Describing the Internet as “the most underutilized advertising medium that’s out there,” Morgan Stanley managing director Mary Meeker said broadband adoption, mobile device usage and international growth are opening up a variety of opportunities for marketers, entrepreneurs and investors.
Meeker gave the keynote address at the Ad:Tech conference in San Francisco, which opened Monday and attracted an audience of 6,500 attendees, according to organizers.
The Internet guru said the growth of broadband penetration — which Morgan Stanley estimates at about 25 to 30 percent in the U.S. — will drive innovation over the next several years.
“When industries that are on a fast growth trajectory and get into the 25 percent going up to the 50 percent mark, that’s when they begin to hit the sweet spot for a lot of innovation,” Meeker told a crowd of marketers, advertisers and publishers gathered for the conference.
The adoption of mobile devices, especially across international markets, will also have a big impact, according to Meeker. She noted that 900 million people around the world were accessing the same platform with the same information at the same time.
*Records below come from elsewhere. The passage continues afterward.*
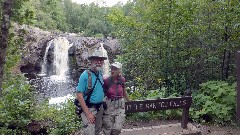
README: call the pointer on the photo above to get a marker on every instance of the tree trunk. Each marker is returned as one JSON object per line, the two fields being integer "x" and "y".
{"x": 6, "y": 14}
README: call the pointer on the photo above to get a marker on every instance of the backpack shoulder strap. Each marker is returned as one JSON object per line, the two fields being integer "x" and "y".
{"x": 119, "y": 82}
{"x": 89, "y": 79}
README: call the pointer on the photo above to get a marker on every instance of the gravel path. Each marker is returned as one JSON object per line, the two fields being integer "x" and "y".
{"x": 205, "y": 129}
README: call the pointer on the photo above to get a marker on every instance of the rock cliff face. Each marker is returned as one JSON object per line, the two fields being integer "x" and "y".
{"x": 36, "y": 41}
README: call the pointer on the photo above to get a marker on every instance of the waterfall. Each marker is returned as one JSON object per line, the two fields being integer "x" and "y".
{"x": 106, "y": 70}
{"x": 60, "y": 58}
{"x": 44, "y": 65}
{"x": 54, "y": 80}
{"x": 60, "y": 61}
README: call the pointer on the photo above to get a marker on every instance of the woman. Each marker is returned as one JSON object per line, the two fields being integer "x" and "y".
{"x": 115, "y": 93}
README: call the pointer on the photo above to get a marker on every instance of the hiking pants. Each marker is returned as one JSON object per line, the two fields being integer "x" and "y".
{"x": 116, "y": 111}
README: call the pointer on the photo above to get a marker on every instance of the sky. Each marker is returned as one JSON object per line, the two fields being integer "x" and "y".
{"x": 107, "y": 2}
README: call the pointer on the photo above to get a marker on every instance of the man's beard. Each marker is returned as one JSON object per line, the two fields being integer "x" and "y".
{"x": 98, "y": 67}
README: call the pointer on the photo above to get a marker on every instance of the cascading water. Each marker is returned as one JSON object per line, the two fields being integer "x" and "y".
{"x": 55, "y": 83}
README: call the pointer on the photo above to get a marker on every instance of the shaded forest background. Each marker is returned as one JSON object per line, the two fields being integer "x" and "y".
{"x": 169, "y": 48}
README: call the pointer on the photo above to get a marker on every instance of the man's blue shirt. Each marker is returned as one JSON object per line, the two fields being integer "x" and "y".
{"x": 97, "y": 94}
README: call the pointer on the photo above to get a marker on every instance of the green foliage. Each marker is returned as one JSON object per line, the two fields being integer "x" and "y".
{"x": 214, "y": 102}
{"x": 16, "y": 105}
{"x": 171, "y": 39}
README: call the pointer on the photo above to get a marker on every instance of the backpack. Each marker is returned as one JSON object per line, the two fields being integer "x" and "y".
{"x": 110, "y": 83}
{"x": 78, "y": 109}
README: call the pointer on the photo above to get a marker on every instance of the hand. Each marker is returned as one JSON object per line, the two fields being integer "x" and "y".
{"x": 90, "y": 117}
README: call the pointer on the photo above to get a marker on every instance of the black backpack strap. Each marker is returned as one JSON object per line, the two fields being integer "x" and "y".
{"x": 110, "y": 82}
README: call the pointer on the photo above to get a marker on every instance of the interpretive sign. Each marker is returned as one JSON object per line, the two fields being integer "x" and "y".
{"x": 159, "y": 104}
{"x": 162, "y": 104}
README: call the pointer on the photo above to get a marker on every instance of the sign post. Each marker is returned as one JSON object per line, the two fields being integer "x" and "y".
{"x": 162, "y": 104}
{"x": 238, "y": 85}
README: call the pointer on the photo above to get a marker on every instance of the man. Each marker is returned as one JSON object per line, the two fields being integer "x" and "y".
{"x": 115, "y": 93}
{"x": 91, "y": 104}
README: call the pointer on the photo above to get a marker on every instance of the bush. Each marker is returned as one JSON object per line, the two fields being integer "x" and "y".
{"x": 214, "y": 102}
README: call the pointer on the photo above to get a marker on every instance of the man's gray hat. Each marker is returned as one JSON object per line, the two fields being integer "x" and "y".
{"x": 97, "y": 54}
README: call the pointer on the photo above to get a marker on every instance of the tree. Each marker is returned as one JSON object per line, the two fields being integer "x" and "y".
{"x": 4, "y": 34}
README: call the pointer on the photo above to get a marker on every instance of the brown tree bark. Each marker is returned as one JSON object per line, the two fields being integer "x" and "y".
{"x": 4, "y": 34}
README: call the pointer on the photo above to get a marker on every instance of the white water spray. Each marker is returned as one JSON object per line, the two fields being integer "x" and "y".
{"x": 44, "y": 65}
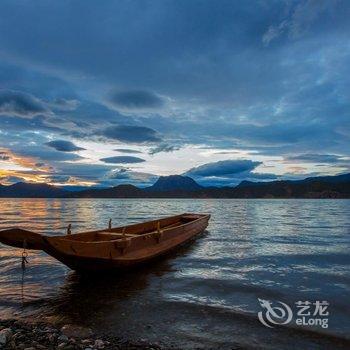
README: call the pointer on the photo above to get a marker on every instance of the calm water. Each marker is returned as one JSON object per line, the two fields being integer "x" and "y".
{"x": 207, "y": 294}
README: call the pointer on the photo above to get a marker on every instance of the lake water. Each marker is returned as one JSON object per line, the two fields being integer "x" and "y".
{"x": 206, "y": 295}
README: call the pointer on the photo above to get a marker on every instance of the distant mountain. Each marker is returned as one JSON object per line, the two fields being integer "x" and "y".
{"x": 174, "y": 183}
{"x": 31, "y": 190}
{"x": 177, "y": 186}
{"x": 121, "y": 191}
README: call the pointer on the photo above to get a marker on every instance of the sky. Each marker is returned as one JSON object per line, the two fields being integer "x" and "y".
{"x": 105, "y": 93}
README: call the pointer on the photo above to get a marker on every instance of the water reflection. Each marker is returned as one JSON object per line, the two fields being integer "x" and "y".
{"x": 275, "y": 249}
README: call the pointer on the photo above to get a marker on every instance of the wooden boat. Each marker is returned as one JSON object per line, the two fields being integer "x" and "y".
{"x": 112, "y": 248}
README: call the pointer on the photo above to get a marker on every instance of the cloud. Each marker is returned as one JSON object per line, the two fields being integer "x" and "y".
{"x": 131, "y": 134}
{"x": 15, "y": 103}
{"x": 4, "y": 156}
{"x": 64, "y": 146}
{"x": 163, "y": 147}
{"x": 228, "y": 172}
{"x": 137, "y": 99}
{"x": 122, "y": 160}
{"x": 317, "y": 158}
{"x": 127, "y": 150}
{"x": 127, "y": 176}
{"x": 224, "y": 167}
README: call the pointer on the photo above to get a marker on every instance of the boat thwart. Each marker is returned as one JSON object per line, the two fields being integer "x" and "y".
{"x": 112, "y": 248}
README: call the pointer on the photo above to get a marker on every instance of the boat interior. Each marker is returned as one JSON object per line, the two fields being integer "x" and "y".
{"x": 134, "y": 230}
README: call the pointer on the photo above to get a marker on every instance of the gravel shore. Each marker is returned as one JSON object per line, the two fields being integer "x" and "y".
{"x": 19, "y": 335}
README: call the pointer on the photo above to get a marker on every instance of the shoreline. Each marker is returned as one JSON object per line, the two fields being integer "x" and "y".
{"x": 27, "y": 335}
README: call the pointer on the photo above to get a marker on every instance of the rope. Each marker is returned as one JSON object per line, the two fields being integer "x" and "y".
{"x": 24, "y": 256}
“The only differences are those of access speed, language, and access device,” she said.
Advertisers’ propensity to follow users online, she said, is dependent on publishers’ and search engines’ development of tools that enable targeting, ease-of-use, and compelling ROI. Improvements to those tools will be one of the biggest growth drivers in the shift of offline to online marketing, Meeker predicted.
“We think the Internet has nowhere to go but up,” she said. “Obviously, that may not happen, but we believe it will.”
Meeker noted that Internet advertising spending per-household stands at only $120, as compared with $898 for newspapers.
EBay, which Meeker says has moved 62 percent of its advertising spend online, could be an early indicator of the industry’s future.
“We think it’s a pretty good prediction of the way things are going for the successful companies of our day and of the future,” Meeker noted.
Some of that increased spending, she believes, will go into broadband-enabled video ads — either on user-generated content or on content that’s currently difficult to find online. Meeker noted that of Yahoo’s streaming content offerings, only 10 percent are currently preceded by advertisements — a figure she expects to be at 50 percent in the next few years.